Он давно уже не писал в Прагу и бог знает сколько времени не видел Фрунзенскую набережную.
На строительстве, как и говорил Аверьянов, «на все желания ответ есть». В наскоро сколоченном клубе каждый вечер то лекция, то техническая конференция, то совещание. Перед строителями на каждом шагу возникали различного рода проблемы, решать которые нужно было смело и быстро. Какой должна быть несущая конструкция главного корпуса? На какой фундамент поставить здание высотой в четверть километра? Как избежать колебаний в верхней части сооружения?
В России никогда не строились небоскребы, если не считать соборных и монастырских колоколен да фабричных труб. Самым высоким зданием в Москве до революции была колокольня Ивана Великого — восемьдесят один метр.
Американцы ставят небоскребы на скальные грунты. Ленинские горы — глина, а она коварна. Главный конструктор предложил вынуть на участке столько глины, сколько весит главный корпус, и поставить здание на это место.
Экскаваторщики вырыли котлован глубиной в девятнадцать с половиной метров. Бетонщики отлили ячеистую плиту толщиной в семь метров. Ее опустили в котлован, и на нее начали ставить здание…
Нет, Гаврилов правильно поступил, что пришел сюда. Да и как могло быть иначе! Пчела, не собирающая цветочной пыльцы, не дает меда. Это, конечно, хорошо сказано. И все же полного удовлетворения у Гаврилова не было. Причина? Ему не нравился проект университета. Группа академика Руднева, как казалось Гаврилову, создавала проект с намерением соорудить не столько здание, удобное для многих тысяч студентов, сколько «памятник эпохи». И действительно, и на ватмане и в макете университет выглядел необычайно помпезно. А внутри за толстым камнем стен, окованных бронзой, много парадных интерьеров, пышных лестниц, арок, переходов, тяжелых люстр, бра и канделябров и мало простоты и удобств. Помпезность лишила университет изящества архитектурных линий.

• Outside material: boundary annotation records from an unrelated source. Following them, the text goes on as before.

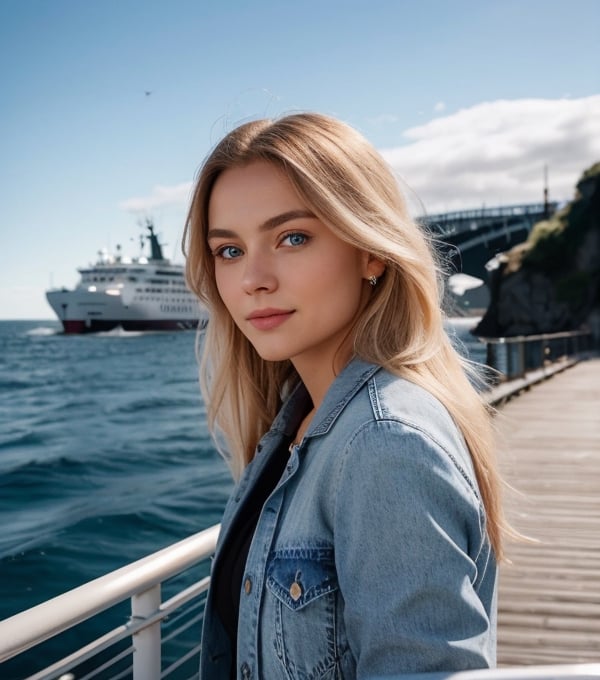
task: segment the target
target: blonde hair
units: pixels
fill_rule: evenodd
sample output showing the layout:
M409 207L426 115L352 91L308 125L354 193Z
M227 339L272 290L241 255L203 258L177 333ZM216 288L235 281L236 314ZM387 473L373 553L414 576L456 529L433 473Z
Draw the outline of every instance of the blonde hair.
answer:
M208 206L219 175L263 160L279 168L306 206L340 239L385 263L357 319L355 354L437 397L463 433L498 557L507 525L500 502L491 416L452 346L441 305L441 277L427 236L408 214L398 183L377 151L348 125L314 113L259 120L230 132L205 161L184 234L188 285L210 309L201 384L213 433L224 435L239 477L258 440L298 379L289 361L259 357L233 323L217 291L207 246ZM467 369L467 370L465 370Z

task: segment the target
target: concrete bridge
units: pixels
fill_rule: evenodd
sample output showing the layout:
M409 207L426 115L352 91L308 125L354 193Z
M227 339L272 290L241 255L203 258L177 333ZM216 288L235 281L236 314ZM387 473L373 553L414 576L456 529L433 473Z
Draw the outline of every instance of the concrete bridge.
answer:
M418 221L431 230L450 275L466 274L487 284L487 262L525 241L533 225L554 214L557 206L557 203L508 205L424 215ZM458 294L457 298L465 307L487 307L487 285L472 289L466 297Z

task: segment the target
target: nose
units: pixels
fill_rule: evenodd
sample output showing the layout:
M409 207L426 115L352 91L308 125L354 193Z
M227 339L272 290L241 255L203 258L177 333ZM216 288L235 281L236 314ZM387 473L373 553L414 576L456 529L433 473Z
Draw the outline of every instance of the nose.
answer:
M247 253L244 264L242 287L245 293L270 293L277 288L277 275L268 254Z

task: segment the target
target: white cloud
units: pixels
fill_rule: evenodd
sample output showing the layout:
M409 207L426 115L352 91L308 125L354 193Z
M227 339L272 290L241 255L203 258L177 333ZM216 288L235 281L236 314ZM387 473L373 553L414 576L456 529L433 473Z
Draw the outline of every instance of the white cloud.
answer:
M395 113L381 113L374 118L369 118L369 123L373 125L392 125L400 120L400 116Z
M600 161L600 95L485 102L404 137L382 154L422 203L417 213L541 202L546 165L550 199L566 200Z
M394 121L390 114L379 117ZM550 199L568 200L581 173L600 161L600 95L484 102L403 136L405 145L381 153L408 188L414 214L541 202L544 166ZM119 207L134 213L187 207L191 189L191 182L156 186Z
M119 208L132 213L149 213L167 205L187 205L190 200L192 182L174 186L155 186L150 196L128 198L119 203Z

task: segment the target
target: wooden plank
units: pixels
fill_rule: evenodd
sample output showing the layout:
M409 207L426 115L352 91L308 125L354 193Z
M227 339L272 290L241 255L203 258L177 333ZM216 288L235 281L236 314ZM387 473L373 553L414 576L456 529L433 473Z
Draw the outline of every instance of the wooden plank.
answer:
M600 661L600 359L505 403L507 515L537 542L500 568L498 664Z

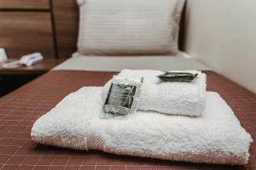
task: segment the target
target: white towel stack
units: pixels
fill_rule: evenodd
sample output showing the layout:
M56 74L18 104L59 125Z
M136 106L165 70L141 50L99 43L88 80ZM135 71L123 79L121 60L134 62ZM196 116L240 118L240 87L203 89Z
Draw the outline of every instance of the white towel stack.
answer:
M124 70L119 74L144 77L139 109L153 111L137 110L121 120L102 119L102 96L110 82L104 88L84 87L37 120L32 139L117 155L247 164L253 139L226 102L217 93L206 92L206 76L198 71L198 77L191 82L159 83L155 76L161 73Z
M176 71L181 72L181 71ZM198 74L190 82L161 82L157 76L164 72L151 70L123 70L118 76L128 78L143 77L138 110L165 114L200 116L206 102L206 75L198 71L185 71ZM111 80L104 86L102 99L108 95Z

И все же на стройке было интересно. И Гаврилов решил использовать это благоприятное обстоятельство. Он работал и учился до самозабвения. Учился везде: и на экскаваторе, и в институте, и на лекциях и технических конференциях, и на совещаниях на стройке. И время мчалось с огромной скоростью. В полете этого времени старое забывалось и постепенно уходило в прошлое. И, быть может, оно совсем бы ушло, если б случайная встреча не воскресила картины прошлого.

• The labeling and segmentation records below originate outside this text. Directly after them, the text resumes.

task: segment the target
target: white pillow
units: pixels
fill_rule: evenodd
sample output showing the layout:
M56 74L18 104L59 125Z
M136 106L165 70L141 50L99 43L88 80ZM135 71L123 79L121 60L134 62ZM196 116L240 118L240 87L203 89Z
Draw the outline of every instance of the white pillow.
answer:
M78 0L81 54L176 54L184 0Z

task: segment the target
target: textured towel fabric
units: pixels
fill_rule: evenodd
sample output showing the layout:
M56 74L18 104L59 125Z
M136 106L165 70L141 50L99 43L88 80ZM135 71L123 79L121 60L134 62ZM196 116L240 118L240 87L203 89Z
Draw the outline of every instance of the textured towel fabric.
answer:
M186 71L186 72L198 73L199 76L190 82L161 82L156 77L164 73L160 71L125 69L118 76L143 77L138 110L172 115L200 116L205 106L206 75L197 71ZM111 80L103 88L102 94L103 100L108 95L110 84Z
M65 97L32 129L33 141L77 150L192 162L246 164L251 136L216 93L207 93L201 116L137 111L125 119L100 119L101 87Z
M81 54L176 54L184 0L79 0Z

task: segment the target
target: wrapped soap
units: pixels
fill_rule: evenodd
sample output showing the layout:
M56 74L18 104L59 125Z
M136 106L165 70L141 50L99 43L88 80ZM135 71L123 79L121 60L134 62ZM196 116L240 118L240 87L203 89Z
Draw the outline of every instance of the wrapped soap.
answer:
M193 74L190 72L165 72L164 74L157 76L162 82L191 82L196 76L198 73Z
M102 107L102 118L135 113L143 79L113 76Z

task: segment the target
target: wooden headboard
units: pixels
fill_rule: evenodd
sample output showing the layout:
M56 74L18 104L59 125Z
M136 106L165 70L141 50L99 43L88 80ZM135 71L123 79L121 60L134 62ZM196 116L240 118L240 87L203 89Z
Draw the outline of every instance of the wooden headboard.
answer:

Шедший справа большой автобус–лимузин линии «Площадь Свердлова — аэропорт Внуково», застигнутый красным светом, чуть не наехал на Гаврилова у стоп–линии при въезде на Малокаменный мост. Он хотел было отчитать «раззяву», но когда посмотрел в кабину — застыл от удивления: за баранкой сидел…
— Морошка! — крикнул Гаврилов.
Шофер обернулся, настороженно сощурил глаза, затем поморгал ими, опять вприщур посмотрел на Гаврилова, улыбнулся такой знакомой улыбкой и кинулся к дверце.
— Капитан! Вы!
Следуя за автобусом, Гаврилов доехал до «Метрополя».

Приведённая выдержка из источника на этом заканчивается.